La remise de chèques ne suffit pas à prouver l’existence d’une créance
La seule preuve du versement d’une somme d’argent par chèque ne permet pas d’établir l’existence de l’obligation dont le demandeur réclame l’exécution.
La solution de l’arrêt rendu, le 10 septembre 2025, par la Cour de cassation ne surprend guère en ce qu’elle confirme la nécessité pour celui qui poursuit le paiement d’une somme d’argent de rapporter la preuve de l’existence de l’obligation dont il réclame l’exécution. Méritent, en revanche, l’attention les conséquences qu’en tire la Cour de cassation lorsque le versement de la somme litigieuse est effectué au moyen d’un chèque.
En l’espèce, une société civile immobilière (SCI) remet à une société par actions simplifiée (SAS) deux chèques en règlement de prestations de maîtrise d’œuvre. Après refus du paiement de ces chèques en raison d’une opposition formulée par la SCI, la SAS l’assigne en paiement devant le tribunal judiciaire.
Les juges du fond condamnent la SCI au motif que la seule remise des chèques suffisait à constituer la SAS créancière à hauteur du montant des causes réclamées, nonobstant toute contestation sur la réalité des prestations invoquées par cette dernière à l’appui de sa demande en paiement.
La SCI se pourvoit en cassation. Elle soutient que les juges du fond n’ont pas caractérisé l’existence d’une dette, privant la décision de base légale au regard de l’article 1353 du code civil, qui dispose que celui qui réclame l’exécution d’une obligation doit la prouver.
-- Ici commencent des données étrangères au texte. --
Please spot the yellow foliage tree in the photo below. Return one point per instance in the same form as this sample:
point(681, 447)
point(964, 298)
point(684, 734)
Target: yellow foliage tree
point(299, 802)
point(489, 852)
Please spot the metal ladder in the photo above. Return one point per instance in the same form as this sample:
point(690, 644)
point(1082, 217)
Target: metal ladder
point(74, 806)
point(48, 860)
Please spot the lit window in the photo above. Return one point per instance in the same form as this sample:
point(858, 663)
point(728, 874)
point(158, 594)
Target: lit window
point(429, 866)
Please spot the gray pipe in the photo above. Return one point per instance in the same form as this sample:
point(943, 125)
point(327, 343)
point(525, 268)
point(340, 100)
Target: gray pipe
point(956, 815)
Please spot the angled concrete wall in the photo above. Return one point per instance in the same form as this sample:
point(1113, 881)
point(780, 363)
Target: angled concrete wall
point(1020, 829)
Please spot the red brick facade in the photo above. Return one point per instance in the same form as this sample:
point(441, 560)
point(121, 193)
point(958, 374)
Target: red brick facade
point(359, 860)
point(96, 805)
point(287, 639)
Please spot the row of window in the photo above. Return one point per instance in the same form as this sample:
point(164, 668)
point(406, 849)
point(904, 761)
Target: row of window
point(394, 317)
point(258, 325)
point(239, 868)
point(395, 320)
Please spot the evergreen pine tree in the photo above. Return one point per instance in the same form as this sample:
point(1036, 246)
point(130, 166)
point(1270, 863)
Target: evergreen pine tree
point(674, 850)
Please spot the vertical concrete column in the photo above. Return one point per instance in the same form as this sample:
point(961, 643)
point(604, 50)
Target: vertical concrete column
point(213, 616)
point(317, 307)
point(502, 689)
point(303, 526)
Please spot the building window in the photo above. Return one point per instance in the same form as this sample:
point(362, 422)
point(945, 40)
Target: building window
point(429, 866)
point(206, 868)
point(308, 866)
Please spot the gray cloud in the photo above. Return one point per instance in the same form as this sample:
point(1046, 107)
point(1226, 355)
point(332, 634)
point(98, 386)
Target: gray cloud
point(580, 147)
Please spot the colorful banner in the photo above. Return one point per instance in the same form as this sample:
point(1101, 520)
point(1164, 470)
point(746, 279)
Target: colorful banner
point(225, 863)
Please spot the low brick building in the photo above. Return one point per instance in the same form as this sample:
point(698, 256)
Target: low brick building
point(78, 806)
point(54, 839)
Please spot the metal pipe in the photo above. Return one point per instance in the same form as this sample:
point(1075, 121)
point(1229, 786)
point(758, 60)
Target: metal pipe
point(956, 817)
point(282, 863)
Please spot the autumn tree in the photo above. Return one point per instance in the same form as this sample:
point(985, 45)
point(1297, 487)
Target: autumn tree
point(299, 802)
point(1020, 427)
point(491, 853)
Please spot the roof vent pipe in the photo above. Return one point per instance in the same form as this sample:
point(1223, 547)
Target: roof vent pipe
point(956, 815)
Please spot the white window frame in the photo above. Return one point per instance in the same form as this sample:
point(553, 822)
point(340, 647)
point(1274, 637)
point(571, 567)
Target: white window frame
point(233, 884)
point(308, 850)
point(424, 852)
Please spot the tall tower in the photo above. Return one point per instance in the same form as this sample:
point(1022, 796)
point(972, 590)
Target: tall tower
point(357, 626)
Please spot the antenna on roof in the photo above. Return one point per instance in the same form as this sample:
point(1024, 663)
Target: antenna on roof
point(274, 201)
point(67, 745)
La Cour de cassation casse et annule le jugement du tribunal judiciaire rendu en dernier ressort. Au visa des articles 1353 du code civil et L. 131-35 du code monétaire et financier, elle rappelle que lorsque la demande en paiement d’une somme inscrite sur un chèque n’est pas fondée sur le droit cambiaire mais sur le rapport contractuel liant le tireur au bénéficiaire, il appartient à celui qui poursuit le paiement de prouver l’existence de l’obligation dont il réclame l’exécution. Elle en conclut que les juges du fond ne peuvent déduire l’existence d’une créance liquide, certaine et exigible de la seule remise des chèques, au motif que tout paiement suppose une dette, sans que la preuve de l’obligation contractuelle ait été rapportée par le demandeur.
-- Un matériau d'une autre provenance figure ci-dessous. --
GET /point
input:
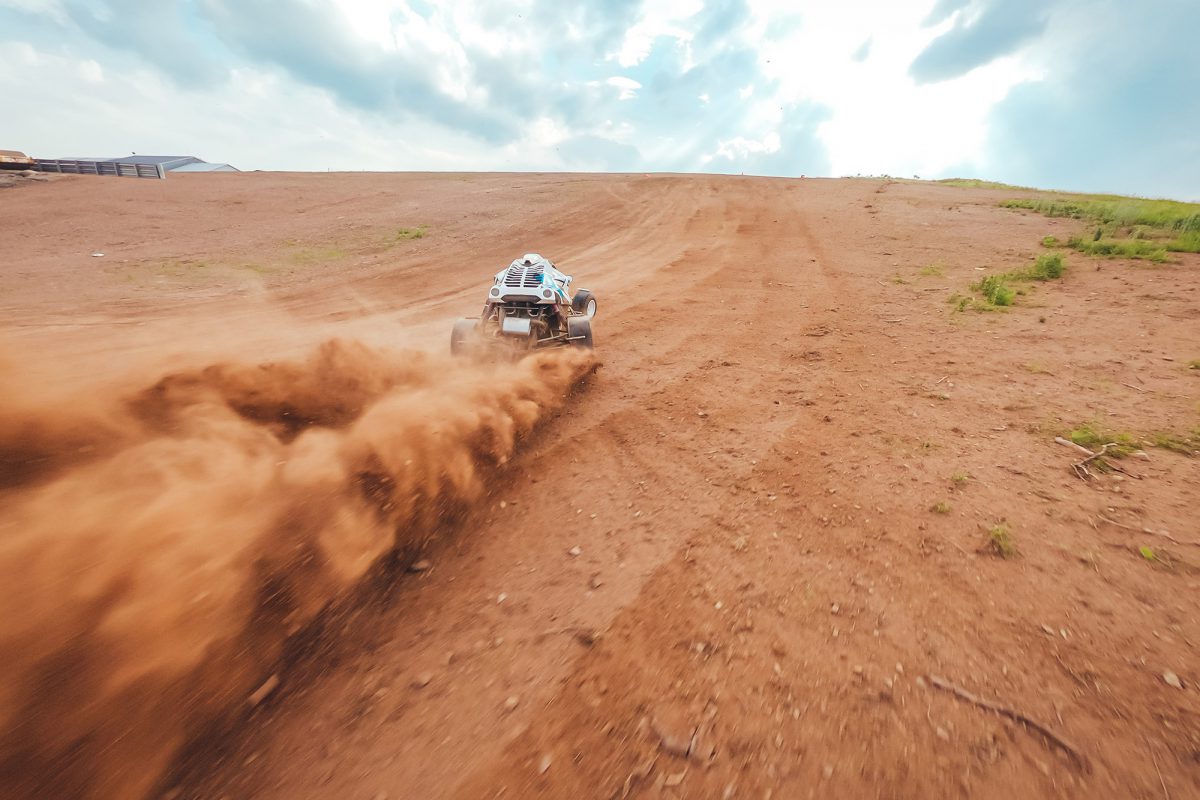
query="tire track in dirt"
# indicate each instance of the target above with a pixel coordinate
(653, 446)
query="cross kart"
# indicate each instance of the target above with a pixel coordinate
(528, 307)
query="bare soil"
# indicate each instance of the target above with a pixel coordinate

Remarque : cette décision n’est pas réellement inédite. Elle peut, en effet, être rapprochée d’un arrêt de la première chambre civile de la Cour de cassation, retenant que des chèques émis par un tireur ne peuvent faire preuve, même à titre de commencement de preuve, d’un prêt consenti par un particulier qui ne rapporte pas, en l’espèce, la preuve du versement de la somme litigieuse ; l’existence du contrat de prêt ne peut s’inférer de la seule preuve de la remise des fonds par chèque (Cass. 1re civ., 7 mars 2006, n° 02-20.374, n° 459 P + B). L’arrêt s’inscrit également dans la droite ligne du droit commun de la preuve, en vertu duquel celui qui demande le remboursement d’une somme d’argent supporte en principe la charge de la preuve de l’obligation dont il poursuit l’exécution (C. civ., art. 1315, al. 1er).